You know the feeling when something turned out really well and you can’t stop thinking about it? Something where all the hard-work and moments when it nearly didn’t happen were worth it. And where, in the end, after a huge amount of team work and a couple of late nights, it all comes together and is simply amazing. And then you can’t stop feeling maternal and proud and saying to people ‘Have you seen this thing? It’s my baby and it’s amazing’.
I hope I haven’t built it up too much, but that’s just how I feel about the 60th Anniversary Exhibition at Loch Garten to celebrate the pioneering work of Operation Osprey.
We had a tiny budget of £5000, which shrank further to £3000 once other essential items for the reserve had been purchased. Although Loch Garten isn’t strictly within my geographical area of work, as I cover the Southern and Western parts of Scotland, I’d offered assistance to a stretched team, and I had ideas. IDEAS!
While I was writing the interpretation plan for the reserve I was simply gripped by the stories from the early years of Operation Osprey: intrigue and mystery, goodies vs baddies, true heroes of conservation, boys’ own adventures and a military operation to protect the ospreys.
And the nostalgia, the NOSTALGIA…..…those photos of the camp from the 1950s and 60s where they lived in and the caravans in which the ‘cook-caterers’ rustled up three hot meals a day (majoring on mince and tatties) for the watchers. This was an exhibition just begging for the retro/vintage touch. And how better to create something with a miniscule budget than to be scouring Glasgow’s numerous junk-shops and the famous Barras in search of vintage bits and pieces to create the exhibition. This was definitely a job for me.
But before we could make an exhibition we needed the content – there was an archive of stuff at The Lodge (RSPB HQ) but we knew that they would be reticent to lend it to us. We needed an ambassador who could read the whole archive, sort the wheat from the chaff and advise on the key documents and objects that we needed for our exhibition. But who on earth would have the time and inclination to do a task like this? Enter Alice Shaell, a volunteer who had already gifted me her professional time as an ‘information architect’ to write interpretation for Loch Lomond. Alice became my ‘specialist volunteer’ and got started on the archive. She went to the Lodge and painstakingly transcribed key passages from the log-books, roping in her mother as an expert in 1950s spidery handwriting, and read everything they held at the Lodge.

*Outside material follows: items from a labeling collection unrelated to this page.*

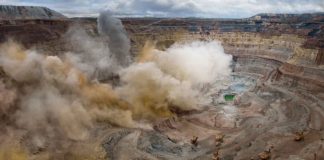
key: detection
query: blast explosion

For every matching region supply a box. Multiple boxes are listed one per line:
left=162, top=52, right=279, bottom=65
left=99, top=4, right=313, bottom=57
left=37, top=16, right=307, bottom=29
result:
left=0, top=12, right=232, bottom=160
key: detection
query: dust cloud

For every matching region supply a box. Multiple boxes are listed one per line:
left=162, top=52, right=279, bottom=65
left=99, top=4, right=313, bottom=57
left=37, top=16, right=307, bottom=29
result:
left=0, top=12, right=232, bottom=160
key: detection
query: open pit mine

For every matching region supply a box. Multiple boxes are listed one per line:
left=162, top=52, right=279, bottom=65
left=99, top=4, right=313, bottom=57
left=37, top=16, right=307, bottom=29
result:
left=0, top=6, right=324, bottom=160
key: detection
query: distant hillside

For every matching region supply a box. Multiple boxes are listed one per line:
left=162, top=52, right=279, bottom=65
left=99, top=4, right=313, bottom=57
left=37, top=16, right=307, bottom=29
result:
left=0, top=5, right=66, bottom=20
left=249, top=12, right=324, bottom=23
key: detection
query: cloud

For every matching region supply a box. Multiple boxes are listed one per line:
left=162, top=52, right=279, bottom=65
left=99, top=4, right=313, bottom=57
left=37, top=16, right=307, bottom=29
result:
left=0, top=0, right=324, bottom=18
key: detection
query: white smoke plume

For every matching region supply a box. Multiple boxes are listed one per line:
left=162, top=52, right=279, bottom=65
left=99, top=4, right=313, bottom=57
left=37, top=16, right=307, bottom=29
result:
left=98, top=11, right=131, bottom=66
left=0, top=11, right=231, bottom=160
left=117, top=41, right=232, bottom=118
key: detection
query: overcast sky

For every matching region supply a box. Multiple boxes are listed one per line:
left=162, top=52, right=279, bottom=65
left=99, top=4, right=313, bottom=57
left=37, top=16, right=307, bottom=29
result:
left=0, top=0, right=324, bottom=18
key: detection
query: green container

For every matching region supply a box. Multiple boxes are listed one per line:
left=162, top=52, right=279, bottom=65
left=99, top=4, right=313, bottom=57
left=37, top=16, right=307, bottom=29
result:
left=224, top=94, right=235, bottom=101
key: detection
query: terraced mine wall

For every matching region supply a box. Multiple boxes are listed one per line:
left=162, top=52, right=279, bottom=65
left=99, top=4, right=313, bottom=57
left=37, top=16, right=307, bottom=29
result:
left=132, top=31, right=324, bottom=92
left=0, top=15, right=324, bottom=92
left=0, top=9, right=324, bottom=160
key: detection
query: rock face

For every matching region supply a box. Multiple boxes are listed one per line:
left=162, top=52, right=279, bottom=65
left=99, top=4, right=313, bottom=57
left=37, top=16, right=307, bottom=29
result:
left=0, top=6, right=324, bottom=160
left=0, top=5, right=66, bottom=20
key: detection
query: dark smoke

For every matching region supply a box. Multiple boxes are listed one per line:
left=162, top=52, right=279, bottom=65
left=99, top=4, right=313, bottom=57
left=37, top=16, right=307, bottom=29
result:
left=98, top=11, right=130, bottom=66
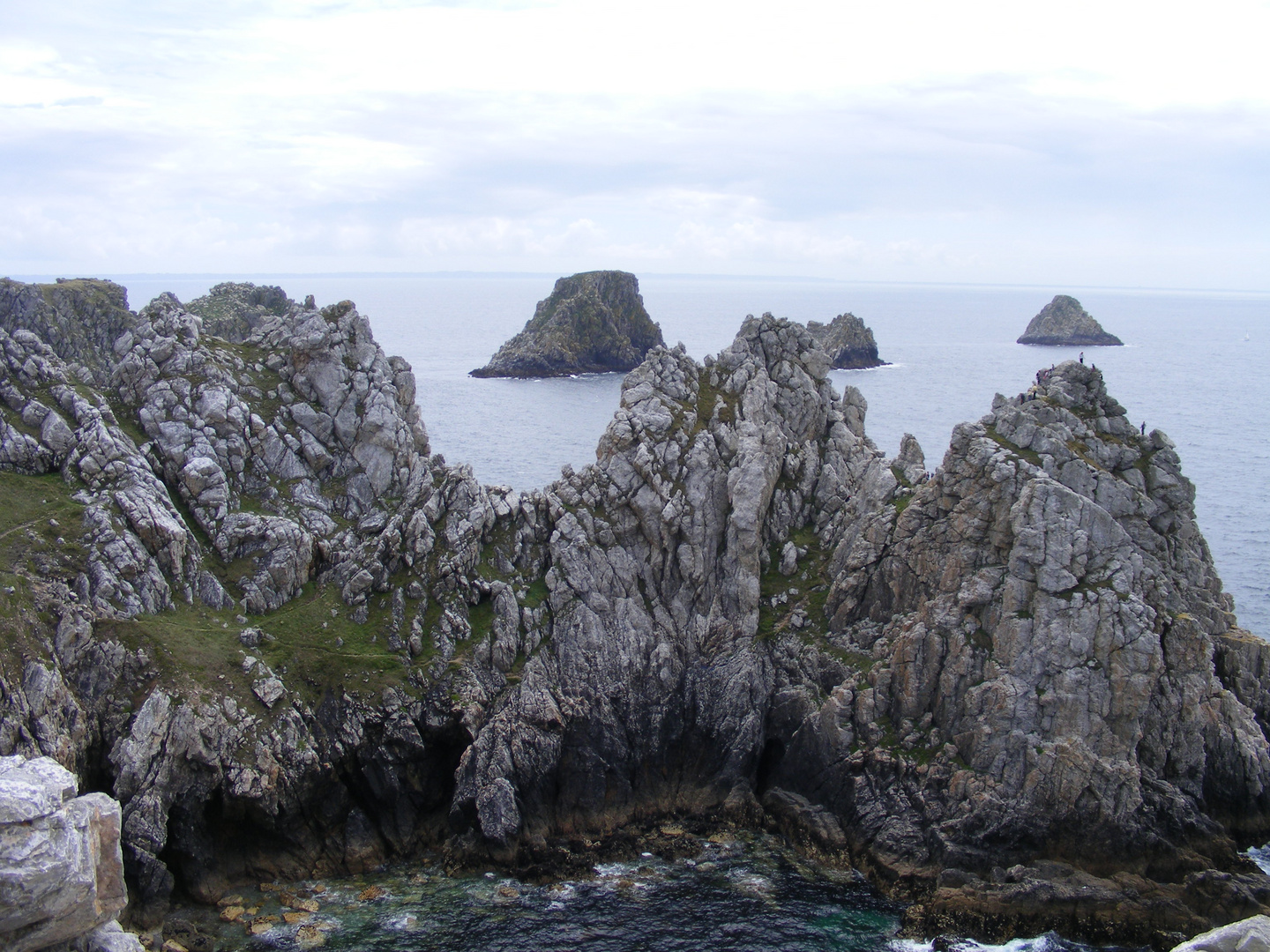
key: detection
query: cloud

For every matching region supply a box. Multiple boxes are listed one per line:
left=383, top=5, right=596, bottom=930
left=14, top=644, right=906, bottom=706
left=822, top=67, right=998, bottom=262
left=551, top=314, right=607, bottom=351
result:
left=0, top=0, right=1270, bottom=286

We knew what we needed for the exhibition but it proved too difficult get them to Loch Garten safely and we were stumped. What on earth were we going to do? An exhibition isn’t an exhibition without original artefacts to link the viewer with the past.

I found out you could still buy curtain wire. And it comes out of the same tin it did in the 1950s….
We couriered the box to Alice and she read the lot. She found that most of the documents that were in the Lodge archive had an equivalent in our box and so the exhibition started to take shape. The stories of the heroes (the stories of the women needed a bit more research and digging), the letters and job adverts, the candid (and non HR compliant) comments about the quality of the volunteers, and the need for bikes without cross-bars, George Waterston’s planning documents for the 1959 season, and, most significantly, George’s report from that 1959 season when Ospreys bred successfully for the first time.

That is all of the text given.